Sources: CEPII BACI 202501 (retrieved 2026-04-28) for fossil export value (2024); World Bank WDI NY.GDP.MKTP.CD for GDP (latest non-null through 2024). 15% threshold: IMF (2024) External Sector Report, Box 1.3. Corden & Neary (1982) for the macro adjustment framing. Authors calcs.
USA has the highest revenue CV at 0.90 (a one-standard-deviation move is 90% of the mean). Across the top-10, the median CV is 0.54. High-CV exporters concentrate in the OPEC+ and sanctions-exposed set (VEN, IRN, IRQ); the stable-policy producers (SAU, NOR, CAN) sit lower. Bracketing the transition losses in Figure 3 by this CV gives a blended physical-plus-transition risk number, the approach Cashin & Pattillo (2000) recommend for commodity-exporter fiscal frameworks.
Sources: CEPII BACI 202501 (retrieved 2026-04-28) for annual fossil-export revenue 2000-2024 (HS scope 2701-2704, 2706, 2709, 2710, 2711). CV = stdev(revenue) / mean(revenue). Cashin & Pattillo (2000) IMF WP 00/3 for the commodity-revenue volatility framing. Authors calcs.

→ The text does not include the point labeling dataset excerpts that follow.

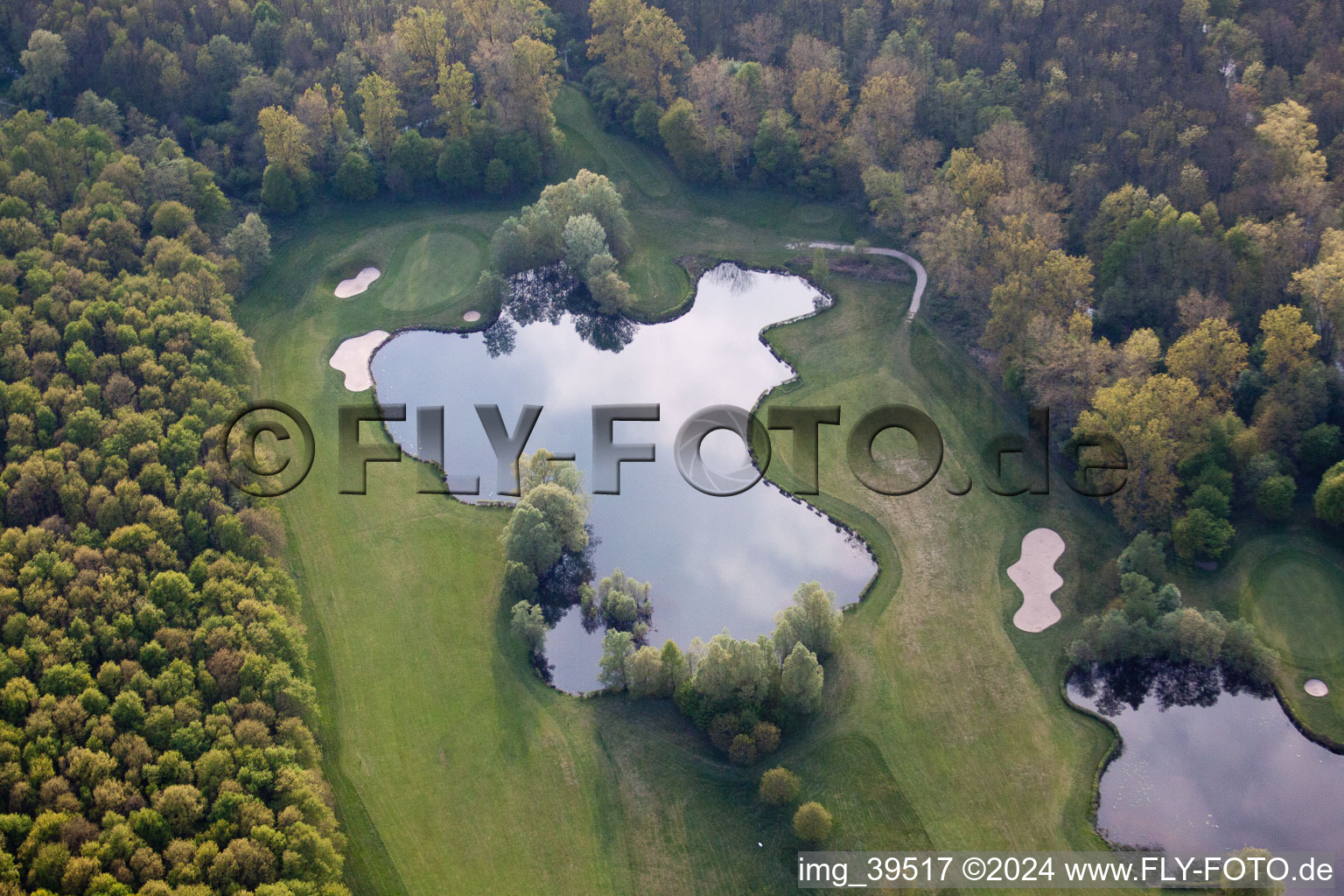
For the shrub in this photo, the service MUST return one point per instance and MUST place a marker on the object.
(812, 822)
(780, 786)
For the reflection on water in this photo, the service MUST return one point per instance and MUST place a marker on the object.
(1210, 767)
(714, 564)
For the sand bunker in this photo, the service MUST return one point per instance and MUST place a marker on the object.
(358, 284)
(351, 358)
(1035, 575)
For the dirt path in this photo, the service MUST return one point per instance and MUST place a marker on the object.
(920, 274)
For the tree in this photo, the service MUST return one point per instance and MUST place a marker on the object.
(411, 165)
(617, 649)
(1156, 422)
(886, 195)
(519, 82)
(1286, 340)
(1213, 356)
(423, 35)
(883, 120)
(1274, 497)
(802, 680)
(812, 822)
(454, 100)
(1329, 496)
(1199, 535)
(286, 140)
(1319, 449)
(624, 604)
(1054, 289)
(250, 243)
(766, 737)
(1144, 556)
(1321, 288)
(777, 148)
(381, 115)
(456, 168)
(780, 786)
(822, 101)
(529, 540)
(742, 750)
(528, 625)
(646, 668)
(812, 621)
(684, 141)
(674, 667)
(498, 178)
(732, 669)
(355, 178)
(639, 43)
(277, 191)
(45, 65)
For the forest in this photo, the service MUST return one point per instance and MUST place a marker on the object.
(1128, 210)
(1130, 214)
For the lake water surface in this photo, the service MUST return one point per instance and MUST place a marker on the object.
(1219, 774)
(714, 562)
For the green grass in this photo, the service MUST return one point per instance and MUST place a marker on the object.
(1289, 584)
(454, 767)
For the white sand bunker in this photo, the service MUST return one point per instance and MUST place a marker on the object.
(351, 358)
(358, 284)
(1035, 575)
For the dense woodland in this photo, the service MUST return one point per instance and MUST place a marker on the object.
(1130, 211)
(1128, 208)
(155, 704)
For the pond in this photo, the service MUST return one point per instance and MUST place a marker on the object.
(714, 562)
(1210, 768)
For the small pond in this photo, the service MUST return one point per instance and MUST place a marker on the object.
(714, 562)
(1210, 768)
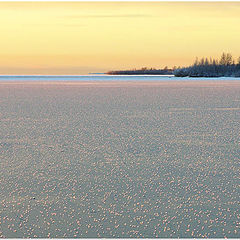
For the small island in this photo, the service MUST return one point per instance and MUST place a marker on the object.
(225, 67)
(143, 71)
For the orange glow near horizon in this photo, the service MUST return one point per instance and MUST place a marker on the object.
(85, 37)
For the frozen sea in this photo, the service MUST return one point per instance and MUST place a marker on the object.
(103, 77)
(119, 158)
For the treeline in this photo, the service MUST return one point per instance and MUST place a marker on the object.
(143, 71)
(225, 67)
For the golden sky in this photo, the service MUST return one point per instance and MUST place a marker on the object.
(83, 37)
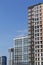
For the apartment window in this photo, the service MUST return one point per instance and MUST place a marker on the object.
(41, 54)
(42, 58)
(41, 63)
(38, 50)
(40, 22)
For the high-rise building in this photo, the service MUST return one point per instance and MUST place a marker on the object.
(3, 60)
(35, 33)
(11, 56)
(21, 51)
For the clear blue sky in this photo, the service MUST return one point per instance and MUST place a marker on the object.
(13, 21)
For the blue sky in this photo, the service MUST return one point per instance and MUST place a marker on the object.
(13, 21)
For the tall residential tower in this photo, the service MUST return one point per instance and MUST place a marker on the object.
(21, 51)
(35, 32)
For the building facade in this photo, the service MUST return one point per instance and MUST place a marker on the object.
(21, 51)
(11, 56)
(35, 33)
(3, 60)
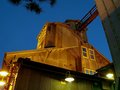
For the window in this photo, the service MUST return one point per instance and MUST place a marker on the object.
(84, 52)
(91, 52)
(89, 71)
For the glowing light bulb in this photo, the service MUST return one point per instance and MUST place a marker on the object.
(69, 79)
(2, 83)
(109, 75)
(3, 73)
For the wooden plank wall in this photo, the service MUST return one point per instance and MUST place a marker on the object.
(30, 79)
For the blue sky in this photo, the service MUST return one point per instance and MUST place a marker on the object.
(20, 27)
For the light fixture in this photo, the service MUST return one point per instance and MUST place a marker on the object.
(69, 78)
(109, 76)
(2, 83)
(3, 73)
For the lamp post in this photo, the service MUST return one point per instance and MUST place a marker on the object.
(69, 77)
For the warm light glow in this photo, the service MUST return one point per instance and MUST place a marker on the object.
(63, 82)
(69, 79)
(2, 83)
(3, 73)
(109, 75)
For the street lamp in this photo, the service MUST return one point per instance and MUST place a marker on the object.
(3, 73)
(109, 76)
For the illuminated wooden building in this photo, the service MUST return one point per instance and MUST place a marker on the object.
(62, 45)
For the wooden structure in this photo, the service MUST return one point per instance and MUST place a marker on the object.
(61, 45)
(37, 76)
(109, 11)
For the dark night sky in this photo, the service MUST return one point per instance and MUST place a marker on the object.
(20, 27)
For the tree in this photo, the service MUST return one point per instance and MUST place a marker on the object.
(32, 5)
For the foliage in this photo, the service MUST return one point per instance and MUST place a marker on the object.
(32, 5)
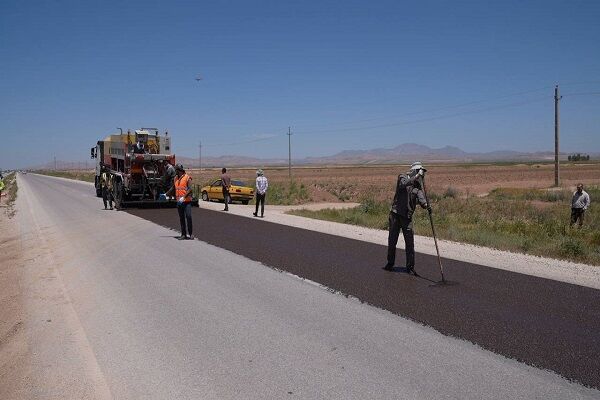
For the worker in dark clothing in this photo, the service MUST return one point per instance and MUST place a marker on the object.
(106, 185)
(408, 193)
(226, 184)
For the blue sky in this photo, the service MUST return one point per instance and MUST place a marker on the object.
(343, 74)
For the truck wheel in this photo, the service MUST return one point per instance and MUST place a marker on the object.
(119, 194)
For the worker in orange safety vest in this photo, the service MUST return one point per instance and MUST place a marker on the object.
(182, 185)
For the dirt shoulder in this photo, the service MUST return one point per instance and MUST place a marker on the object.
(13, 342)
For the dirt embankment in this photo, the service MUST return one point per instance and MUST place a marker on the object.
(13, 343)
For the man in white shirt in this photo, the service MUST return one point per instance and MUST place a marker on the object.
(579, 203)
(261, 190)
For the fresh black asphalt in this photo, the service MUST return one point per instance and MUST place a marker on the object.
(544, 323)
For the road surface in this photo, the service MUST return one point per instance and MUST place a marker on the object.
(117, 308)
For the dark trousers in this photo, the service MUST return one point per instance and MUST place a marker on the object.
(398, 222)
(185, 215)
(577, 215)
(226, 198)
(106, 197)
(260, 198)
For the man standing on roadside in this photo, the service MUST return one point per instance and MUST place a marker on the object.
(106, 184)
(261, 191)
(579, 203)
(226, 182)
(183, 193)
(408, 194)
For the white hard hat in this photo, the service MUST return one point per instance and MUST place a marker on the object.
(416, 166)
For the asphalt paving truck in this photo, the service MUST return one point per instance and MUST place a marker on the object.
(135, 163)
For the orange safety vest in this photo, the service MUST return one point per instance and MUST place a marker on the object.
(181, 187)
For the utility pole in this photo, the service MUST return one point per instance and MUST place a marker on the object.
(290, 153)
(556, 147)
(200, 155)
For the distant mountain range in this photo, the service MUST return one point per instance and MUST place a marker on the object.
(404, 153)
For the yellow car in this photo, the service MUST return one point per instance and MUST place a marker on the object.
(238, 191)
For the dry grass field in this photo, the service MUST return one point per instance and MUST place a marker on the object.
(353, 183)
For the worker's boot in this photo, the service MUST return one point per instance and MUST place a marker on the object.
(389, 267)
(410, 269)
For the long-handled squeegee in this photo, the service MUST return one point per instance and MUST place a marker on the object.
(443, 281)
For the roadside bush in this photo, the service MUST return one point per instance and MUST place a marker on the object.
(451, 192)
(287, 194)
(572, 247)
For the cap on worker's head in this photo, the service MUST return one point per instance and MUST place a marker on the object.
(416, 166)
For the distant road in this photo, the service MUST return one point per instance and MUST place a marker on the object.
(159, 318)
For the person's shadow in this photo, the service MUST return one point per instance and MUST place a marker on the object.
(404, 270)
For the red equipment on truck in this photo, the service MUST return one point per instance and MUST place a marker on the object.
(136, 164)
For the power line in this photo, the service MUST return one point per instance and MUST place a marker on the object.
(423, 119)
(433, 110)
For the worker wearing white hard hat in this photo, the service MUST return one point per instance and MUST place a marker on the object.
(408, 194)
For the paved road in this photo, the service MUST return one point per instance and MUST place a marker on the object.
(160, 318)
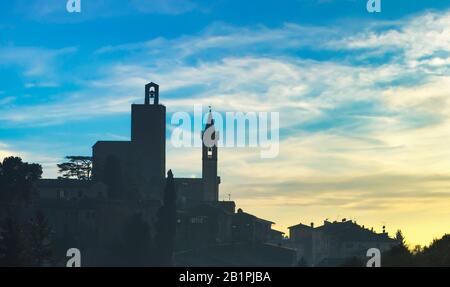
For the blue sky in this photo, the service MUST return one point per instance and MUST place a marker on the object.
(363, 98)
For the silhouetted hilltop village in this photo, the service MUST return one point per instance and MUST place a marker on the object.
(127, 211)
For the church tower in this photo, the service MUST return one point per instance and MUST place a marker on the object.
(211, 181)
(148, 143)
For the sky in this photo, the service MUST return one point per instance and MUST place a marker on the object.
(363, 98)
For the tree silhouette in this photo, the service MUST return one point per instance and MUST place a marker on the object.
(77, 167)
(17, 180)
(166, 225)
(399, 255)
(40, 249)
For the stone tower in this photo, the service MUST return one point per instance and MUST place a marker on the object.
(211, 181)
(148, 143)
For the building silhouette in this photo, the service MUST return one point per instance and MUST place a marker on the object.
(128, 180)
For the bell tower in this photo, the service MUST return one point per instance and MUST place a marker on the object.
(211, 181)
(148, 143)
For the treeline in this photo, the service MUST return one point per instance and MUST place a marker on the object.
(28, 242)
(437, 254)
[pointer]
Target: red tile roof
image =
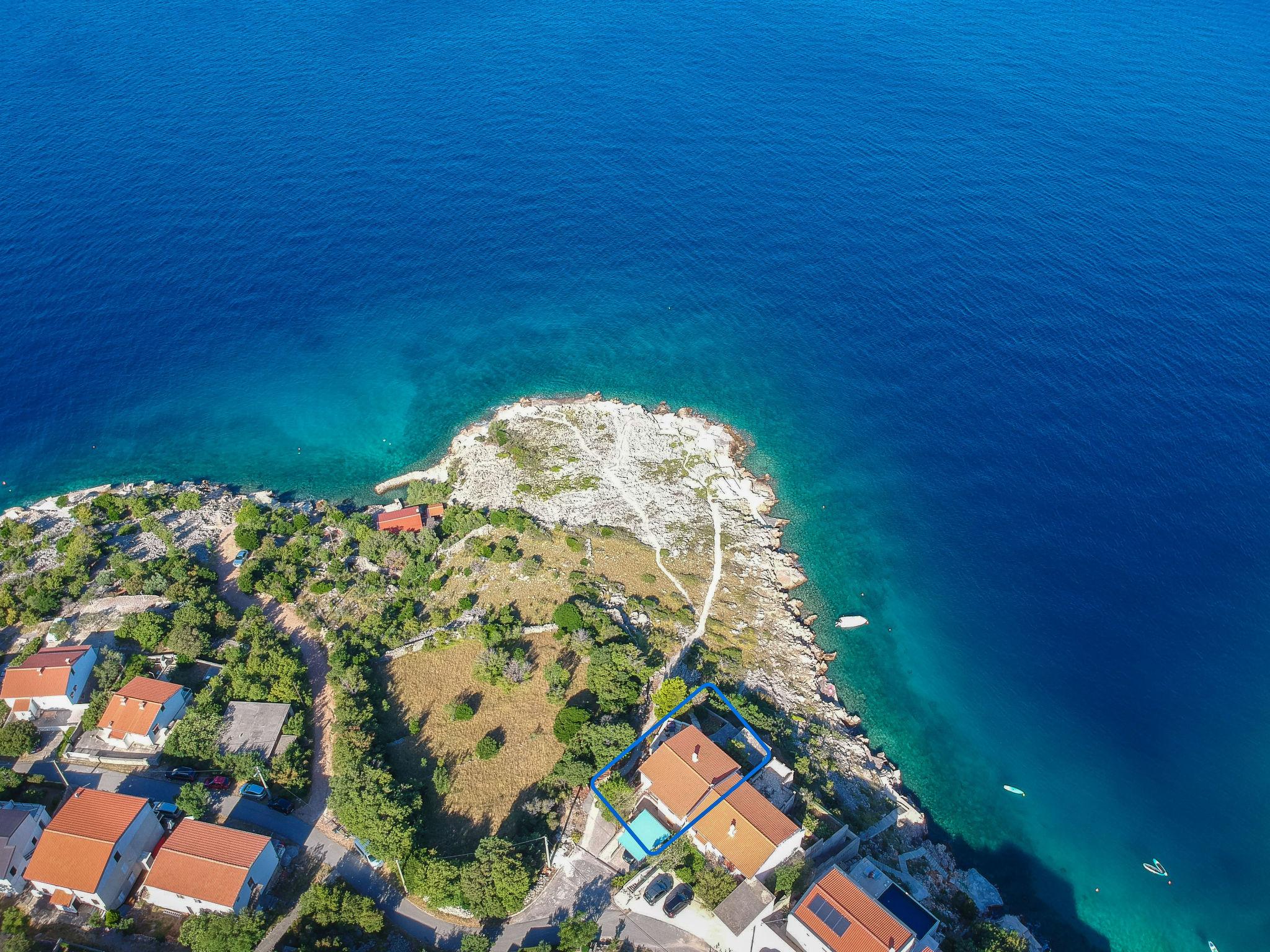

China (CHN) leads with $474.0B of fossil imports in 2024, or 21.9% of its total goods import bill. The top-15 importers absorb $2.01T in aggregate. Match this list against the policy ambition on the buy side: EU27 members and the US sit at the high-ambition end (Fit for 55, IRA), China and India at the medium-ambition end (NDCs + renewables PLI), with several Asian importers carrying the fastest demand growth and the slowest decarbonisation commitments. The asymmetry between Figures 1 and 9 is the transition negotiating space.